Let’s say you wanted to break into the self-driving car industry. It’s new, it’s growing and the sky may be the limit. But how would you do that? There probably wasn’t even one course on that at your school.
Artificial intelligence has been around for a while, but the latest techniques and developments haven’t. Maybe virtual reality is your dream job, but again, how do you break into that with leading edge techniques? In fact, there are many brand new fields.
Predictive analytics, machine learning and data science may not be brand new, but the very latest technologies in each of these are.
Maybe you love gaming, and your dream job would be developing the next Pokémon rage. Once again, how do you break in? Playing games even with a passion is not developing them. Where do you get that knowhow?
Do you ever use Google? I can’t imagine that you don’t.

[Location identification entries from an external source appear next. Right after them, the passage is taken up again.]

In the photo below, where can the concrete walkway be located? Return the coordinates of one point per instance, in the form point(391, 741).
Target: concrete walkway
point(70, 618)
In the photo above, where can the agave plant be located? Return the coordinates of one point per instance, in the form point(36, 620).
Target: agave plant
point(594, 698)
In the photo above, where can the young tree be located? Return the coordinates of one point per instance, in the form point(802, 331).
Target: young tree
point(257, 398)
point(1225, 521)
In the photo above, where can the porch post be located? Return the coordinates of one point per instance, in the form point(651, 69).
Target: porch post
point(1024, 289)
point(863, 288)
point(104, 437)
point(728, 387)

I remember a conversation with a high school teacher who was telling me kids are so smart today. “You can ask them anything you want, and they’ll come back with the answer.”

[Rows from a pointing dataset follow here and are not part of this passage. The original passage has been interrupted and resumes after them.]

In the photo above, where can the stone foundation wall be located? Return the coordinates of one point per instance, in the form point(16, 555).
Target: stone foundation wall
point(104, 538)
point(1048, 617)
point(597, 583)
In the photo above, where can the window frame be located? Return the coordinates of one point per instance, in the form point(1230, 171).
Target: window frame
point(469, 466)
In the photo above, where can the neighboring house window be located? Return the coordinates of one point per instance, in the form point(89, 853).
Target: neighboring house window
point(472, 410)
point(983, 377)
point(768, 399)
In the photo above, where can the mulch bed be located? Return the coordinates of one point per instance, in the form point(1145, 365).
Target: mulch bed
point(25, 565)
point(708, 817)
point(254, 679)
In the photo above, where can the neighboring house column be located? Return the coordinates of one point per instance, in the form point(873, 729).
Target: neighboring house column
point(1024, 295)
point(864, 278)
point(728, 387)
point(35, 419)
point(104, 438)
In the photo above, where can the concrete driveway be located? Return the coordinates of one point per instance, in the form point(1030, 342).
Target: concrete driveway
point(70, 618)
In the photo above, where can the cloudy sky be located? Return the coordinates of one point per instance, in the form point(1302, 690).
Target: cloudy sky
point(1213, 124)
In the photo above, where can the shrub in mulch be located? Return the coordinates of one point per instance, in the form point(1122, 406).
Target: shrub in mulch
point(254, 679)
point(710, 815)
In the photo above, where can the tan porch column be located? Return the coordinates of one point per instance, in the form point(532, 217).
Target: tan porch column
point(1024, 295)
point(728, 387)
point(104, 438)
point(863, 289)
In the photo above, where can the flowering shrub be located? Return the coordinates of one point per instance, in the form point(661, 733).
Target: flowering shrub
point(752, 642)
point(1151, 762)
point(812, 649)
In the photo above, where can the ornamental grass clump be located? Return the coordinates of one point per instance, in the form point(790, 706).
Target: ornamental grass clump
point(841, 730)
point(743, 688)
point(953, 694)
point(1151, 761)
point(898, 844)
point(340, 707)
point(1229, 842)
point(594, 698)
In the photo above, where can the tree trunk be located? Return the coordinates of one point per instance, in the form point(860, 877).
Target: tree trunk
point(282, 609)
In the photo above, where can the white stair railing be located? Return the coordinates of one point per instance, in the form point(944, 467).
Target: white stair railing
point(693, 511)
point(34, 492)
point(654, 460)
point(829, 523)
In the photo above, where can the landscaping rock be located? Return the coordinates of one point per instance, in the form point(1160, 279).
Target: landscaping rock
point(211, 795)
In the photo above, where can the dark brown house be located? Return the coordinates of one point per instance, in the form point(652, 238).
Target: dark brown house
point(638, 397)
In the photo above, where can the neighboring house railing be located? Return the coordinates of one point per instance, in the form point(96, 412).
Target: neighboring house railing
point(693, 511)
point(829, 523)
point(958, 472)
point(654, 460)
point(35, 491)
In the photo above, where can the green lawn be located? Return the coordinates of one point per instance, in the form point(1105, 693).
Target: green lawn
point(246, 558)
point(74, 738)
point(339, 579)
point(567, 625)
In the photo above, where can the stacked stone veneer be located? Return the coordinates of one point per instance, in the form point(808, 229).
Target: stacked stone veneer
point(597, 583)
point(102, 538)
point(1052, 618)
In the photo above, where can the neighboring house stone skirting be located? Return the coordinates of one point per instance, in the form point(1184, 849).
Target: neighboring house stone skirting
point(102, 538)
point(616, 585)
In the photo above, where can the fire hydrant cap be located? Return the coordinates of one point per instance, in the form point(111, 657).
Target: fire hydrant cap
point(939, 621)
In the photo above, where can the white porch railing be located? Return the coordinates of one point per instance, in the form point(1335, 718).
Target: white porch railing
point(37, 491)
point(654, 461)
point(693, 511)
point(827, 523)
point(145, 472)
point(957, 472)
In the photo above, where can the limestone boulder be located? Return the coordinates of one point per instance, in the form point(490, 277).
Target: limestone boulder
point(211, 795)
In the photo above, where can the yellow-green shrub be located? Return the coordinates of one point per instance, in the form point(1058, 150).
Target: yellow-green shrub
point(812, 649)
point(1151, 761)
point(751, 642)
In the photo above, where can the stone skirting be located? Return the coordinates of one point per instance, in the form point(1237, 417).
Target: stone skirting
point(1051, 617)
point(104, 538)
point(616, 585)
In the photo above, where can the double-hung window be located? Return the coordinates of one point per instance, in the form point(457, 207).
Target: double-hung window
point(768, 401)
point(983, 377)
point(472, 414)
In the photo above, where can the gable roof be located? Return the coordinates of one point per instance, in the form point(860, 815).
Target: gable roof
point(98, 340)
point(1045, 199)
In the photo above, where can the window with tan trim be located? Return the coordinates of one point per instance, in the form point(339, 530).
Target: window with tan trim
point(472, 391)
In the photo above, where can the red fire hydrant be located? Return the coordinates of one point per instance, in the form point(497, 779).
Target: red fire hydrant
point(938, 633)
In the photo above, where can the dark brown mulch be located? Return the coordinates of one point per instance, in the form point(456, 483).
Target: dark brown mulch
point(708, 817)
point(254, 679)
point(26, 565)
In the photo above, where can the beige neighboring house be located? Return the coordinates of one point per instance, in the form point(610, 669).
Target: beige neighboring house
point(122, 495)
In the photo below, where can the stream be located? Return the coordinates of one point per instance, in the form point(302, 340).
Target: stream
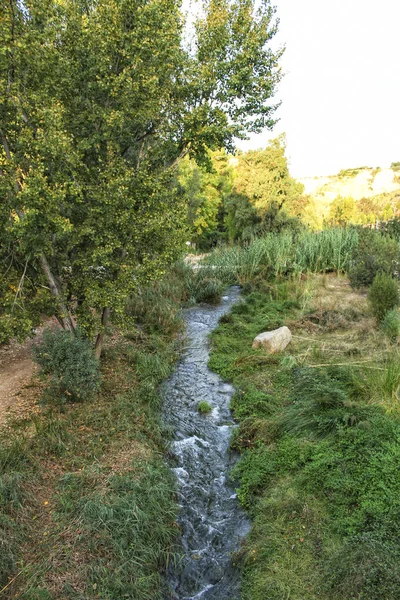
point(210, 519)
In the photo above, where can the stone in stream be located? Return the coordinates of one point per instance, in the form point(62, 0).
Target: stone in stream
point(273, 341)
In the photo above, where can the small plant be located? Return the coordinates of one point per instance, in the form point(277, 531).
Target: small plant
point(204, 408)
point(68, 360)
point(383, 295)
point(391, 324)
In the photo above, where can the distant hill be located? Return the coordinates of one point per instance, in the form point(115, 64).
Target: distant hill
point(357, 183)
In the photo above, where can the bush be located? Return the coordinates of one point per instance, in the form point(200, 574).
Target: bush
point(383, 295)
point(391, 324)
point(70, 363)
point(374, 253)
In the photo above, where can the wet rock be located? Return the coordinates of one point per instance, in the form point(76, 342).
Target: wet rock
point(273, 341)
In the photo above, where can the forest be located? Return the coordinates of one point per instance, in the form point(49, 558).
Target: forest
point(124, 201)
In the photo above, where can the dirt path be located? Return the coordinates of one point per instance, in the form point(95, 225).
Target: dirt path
point(19, 392)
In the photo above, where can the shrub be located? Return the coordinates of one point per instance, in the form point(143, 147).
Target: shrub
point(391, 324)
point(383, 295)
point(70, 363)
point(204, 408)
point(374, 253)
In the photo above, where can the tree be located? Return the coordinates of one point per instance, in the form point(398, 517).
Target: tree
point(100, 101)
point(343, 211)
point(206, 190)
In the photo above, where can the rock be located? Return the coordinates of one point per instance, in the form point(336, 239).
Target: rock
point(273, 341)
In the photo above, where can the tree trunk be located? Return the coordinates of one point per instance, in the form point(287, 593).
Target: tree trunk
point(64, 318)
point(98, 346)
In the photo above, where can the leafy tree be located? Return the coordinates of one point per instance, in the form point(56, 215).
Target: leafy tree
point(206, 190)
point(343, 211)
point(99, 103)
point(263, 176)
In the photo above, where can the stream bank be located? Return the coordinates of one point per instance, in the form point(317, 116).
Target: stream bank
point(211, 521)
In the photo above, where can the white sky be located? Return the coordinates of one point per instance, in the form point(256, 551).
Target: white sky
point(341, 93)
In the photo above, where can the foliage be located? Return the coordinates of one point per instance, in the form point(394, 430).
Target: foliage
point(319, 449)
point(100, 104)
point(204, 408)
point(374, 253)
point(206, 190)
point(263, 176)
point(383, 295)
point(392, 228)
point(71, 479)
point(281, 254)
point(342, 211)
point(70, 364)
point(391, 324)
point(321, 404)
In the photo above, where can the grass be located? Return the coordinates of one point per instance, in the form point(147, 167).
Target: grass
point(87, 504)
point(319, 441)
point(275, 255)
point(204, 408)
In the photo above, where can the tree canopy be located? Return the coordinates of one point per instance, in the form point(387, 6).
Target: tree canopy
point(100, 102)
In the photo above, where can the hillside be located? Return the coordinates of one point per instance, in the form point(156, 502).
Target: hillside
point(352, 183)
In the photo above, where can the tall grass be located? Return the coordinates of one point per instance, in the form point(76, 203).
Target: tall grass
point(280, 254)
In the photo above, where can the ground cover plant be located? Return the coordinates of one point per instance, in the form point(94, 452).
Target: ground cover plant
point(319, 441)
point(87, 503)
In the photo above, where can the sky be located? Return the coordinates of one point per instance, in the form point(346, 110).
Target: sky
point(341, 91)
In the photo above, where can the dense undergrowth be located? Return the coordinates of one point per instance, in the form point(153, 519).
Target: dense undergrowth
point(87, 503)
point(319, 435)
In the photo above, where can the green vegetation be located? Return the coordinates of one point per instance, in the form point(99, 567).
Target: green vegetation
point(100, 104)
point(237, 198)
point(383, 295)
point(275, 255)
point(204, 408)
point(87, 504)
point(374, 253)
point(71, 364)
point(318, 435)
point(391, 324)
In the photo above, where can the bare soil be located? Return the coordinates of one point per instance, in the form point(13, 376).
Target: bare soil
point(19, 388)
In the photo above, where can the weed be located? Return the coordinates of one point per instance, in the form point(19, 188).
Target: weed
point(68, 360)
point(383, 295)
point(204, 408)
point(391, 324)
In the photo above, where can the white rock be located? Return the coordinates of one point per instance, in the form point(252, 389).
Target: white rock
point(273, 341)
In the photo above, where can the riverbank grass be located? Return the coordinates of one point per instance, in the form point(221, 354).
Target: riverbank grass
point(319, 440)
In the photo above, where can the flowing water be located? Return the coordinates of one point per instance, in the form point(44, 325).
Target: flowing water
point(211, 521)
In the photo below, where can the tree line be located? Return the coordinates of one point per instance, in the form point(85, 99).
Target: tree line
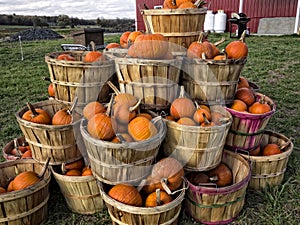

My response was, “Mike, knowing how to ask Google doesn’t make you smart. Anyone can do that. Learning how to develop the algorithms that make Google work, that could get you a good job.”
In a recent conversation with Brian Hart, CEO of Black-I Robotics, he related his experience sitting in on a Udacity session. Udacity is an incredibly forward-learning opportunity. The courses are online, enabling the latest technologies to get to you much quicker than going the textbook / college course route.
Individual course work is done online at your convenience, making it so much easier for people with real jobs they have to contend with. Even so, “the classes” get together periodically to enable students to discuss things with each other.
It was one of these that Brian attended, and he was suitably impressed, and so was I from his description.
Udacity’s mission statement is quite specific:
“Our mission is to bring accessible, affordable, engaging, and highly effective higher education to the world. We believe that higher education is a basic human right, and we seek to empower our students to advance their education and careers.
“Education is no longer a one-time event but a lifelong experience. Education should be less passive listening (no long lectures) and more active doing. Education should empower students to succeed not just in school but in life.”
Udacity says it is “building an online university, ‘by Silicon Valley,’ that:
• teaches the skills that industry employers need today
• delivers credentials endorsed by employers
• educates at a fraction of the cost of traditional schools
It offers what it calls “Nanodegree” programs and credentials with industry giants like Google, AT&T, Facebook, Salesforce and Cloudera, “designed so professionals become Web Developers, Data Analysts, Mobile Developers, etc. Our students acquire real skills through a series of online courses and hands-on projects.”
So, if you’d really like to break into one of these new careers, here’s one way to do it.
If you’re hesitant, remember this. Many of the jobs that exist today will disappear. Even professional jobs can be automated to some degree. Is your job likely to be around in five years? If there’s any doubt, here’s your chance to get ahead of the curve and get qualified before the rush.
Don’t wait till you get a pink slip.